Dans la mesure où il passait
plus de temps à son bureau que dans sa chambre à coucher, les
choses ne pouvaient pas s'arranger comme cela.
Quand Walhberk traversa son
bureau de Gladys, elle vit dans son regard et sa démarche qu'elle
avait fait mouche. Elle fit celle qui n'avait rien vu. Elle fit comme
si tout était normal. Mais intérieurement, elle jubilait. Pas une
seconde elle pensa qu'elle avait pu faire quelque chose de mal. Elle
ne pensa même pas s'être engagée dans un chemin immoral. Elle s'en
foutait complètement en réalité de ce qu'elle avait entrepris.

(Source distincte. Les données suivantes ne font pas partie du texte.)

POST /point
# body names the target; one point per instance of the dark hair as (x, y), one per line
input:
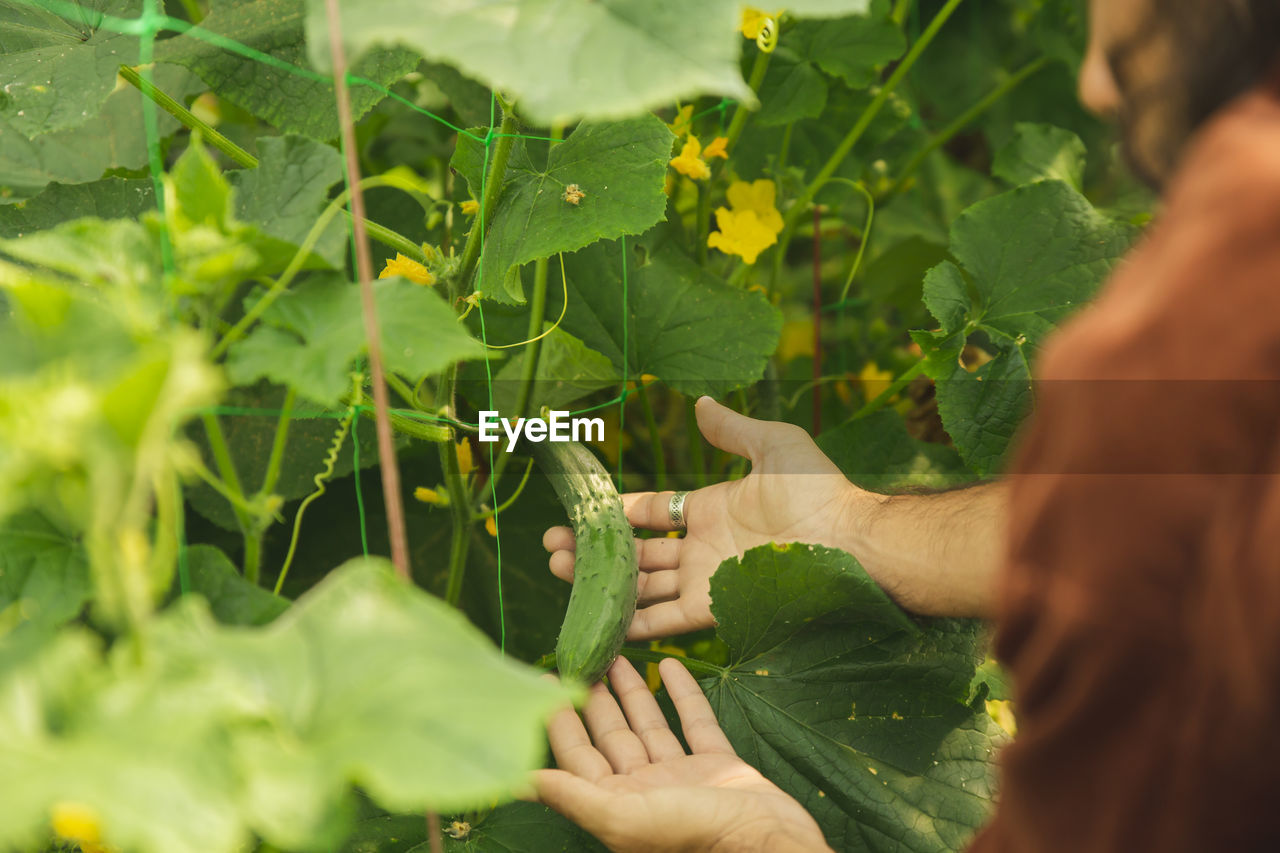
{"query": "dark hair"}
(1229, 48)
(1221, 48)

Elle allait continuer et mettre son plan à exécution, point par
point. Elle abattrait ses cartes une à une pour rafler la mise. Elle
avait également décidé de rester attentive à la moindre occasion
qui pouvait se présenter. Elle ne laisserait rien passer.
Elle attendit quelques minutes
et sortit quelques dossiers « brûlants » de son tiroir.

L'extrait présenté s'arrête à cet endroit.